Four players, in teams of two, stand around the net opposite one another and attempt to bounce a small rubber ball off of it, with the goal of hitting the ball in such a way that the opponent is unable to return the shot. The first team to 21 points is victorious.
Hartley, a graduate of Centerburg High School and registered nurse at the Knox Community Hospital, began playing roundnet in 2015 with people he knew from the area. However, as time went on, he became more serious and passionate about the sport.
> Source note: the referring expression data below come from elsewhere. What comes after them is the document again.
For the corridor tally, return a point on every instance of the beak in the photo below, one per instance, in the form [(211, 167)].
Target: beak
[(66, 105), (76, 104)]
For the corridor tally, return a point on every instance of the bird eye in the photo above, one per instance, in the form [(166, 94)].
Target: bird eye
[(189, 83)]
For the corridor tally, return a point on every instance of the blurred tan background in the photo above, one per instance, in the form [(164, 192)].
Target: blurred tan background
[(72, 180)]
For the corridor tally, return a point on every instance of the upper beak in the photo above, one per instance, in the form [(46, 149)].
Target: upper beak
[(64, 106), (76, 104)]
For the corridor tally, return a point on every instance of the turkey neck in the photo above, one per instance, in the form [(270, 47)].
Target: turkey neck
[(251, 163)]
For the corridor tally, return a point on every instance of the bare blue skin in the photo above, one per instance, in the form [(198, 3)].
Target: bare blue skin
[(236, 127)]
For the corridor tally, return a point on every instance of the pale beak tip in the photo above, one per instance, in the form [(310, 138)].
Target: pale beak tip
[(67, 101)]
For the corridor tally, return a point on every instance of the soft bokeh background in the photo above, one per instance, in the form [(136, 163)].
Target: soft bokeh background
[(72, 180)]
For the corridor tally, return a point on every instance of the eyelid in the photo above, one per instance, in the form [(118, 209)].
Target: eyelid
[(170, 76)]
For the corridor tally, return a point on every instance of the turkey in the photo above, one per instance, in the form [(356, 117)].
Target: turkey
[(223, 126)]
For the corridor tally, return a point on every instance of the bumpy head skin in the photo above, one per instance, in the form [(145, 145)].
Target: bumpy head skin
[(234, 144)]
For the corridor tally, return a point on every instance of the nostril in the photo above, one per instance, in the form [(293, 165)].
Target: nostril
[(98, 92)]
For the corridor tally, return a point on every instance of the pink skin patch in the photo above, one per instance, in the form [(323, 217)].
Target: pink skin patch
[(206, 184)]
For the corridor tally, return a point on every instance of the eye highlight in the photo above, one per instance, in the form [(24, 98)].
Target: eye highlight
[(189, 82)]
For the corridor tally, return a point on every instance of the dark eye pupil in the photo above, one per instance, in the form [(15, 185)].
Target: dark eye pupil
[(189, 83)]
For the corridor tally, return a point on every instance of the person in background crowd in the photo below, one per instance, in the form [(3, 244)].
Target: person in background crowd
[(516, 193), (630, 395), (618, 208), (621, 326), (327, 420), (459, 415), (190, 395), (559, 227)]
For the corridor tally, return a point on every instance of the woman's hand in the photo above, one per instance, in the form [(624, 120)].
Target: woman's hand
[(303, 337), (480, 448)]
“I went in with my brother, and we played in a tournament [in 2015]. And then we tried another tournament the year after … just for fun and to be with other people that liked the sport,” Hartley recalled. “And as I realized that the sport was growing, I kind of got more into it. So by the end of last year, I tossed around the idea in my head, to see if I could … run a club and meet people in the area that actually liked it enough to play on a weekly basis.”
The club’s meeting time, as listed on the poster, is on Wednesdays from 5:30 to 9:00 p.m. However, according to Hartley, the group often plays late into the night.
“As we’ve gone on from the start of spring, [when] the weather’s first started hold out for us, we were able to play for almost two hours [a night].” Hartley said. “In the middle of summer, it was four hours of play time before we had to call it for the night.”
The Mount Vernon Roundnet Club accepts players of all varying skills and experience, and usually practices on the Mount Vernon Nazarene University (MVNU) soccer practice fields. For more advanced players, the club is hosting a tournament on October 19 at MVNU, where half of the proceeds will go to a local charity.
As Hartley continues to build a dedicated community, he envisions a bright future for the club and the sport.
“My hope would be to basically help continue to grow the sport,” Hartley said. “I’m hoping to spread out to basically gather people who want to come and participate, to play and represent the Knox County area in roundnet.”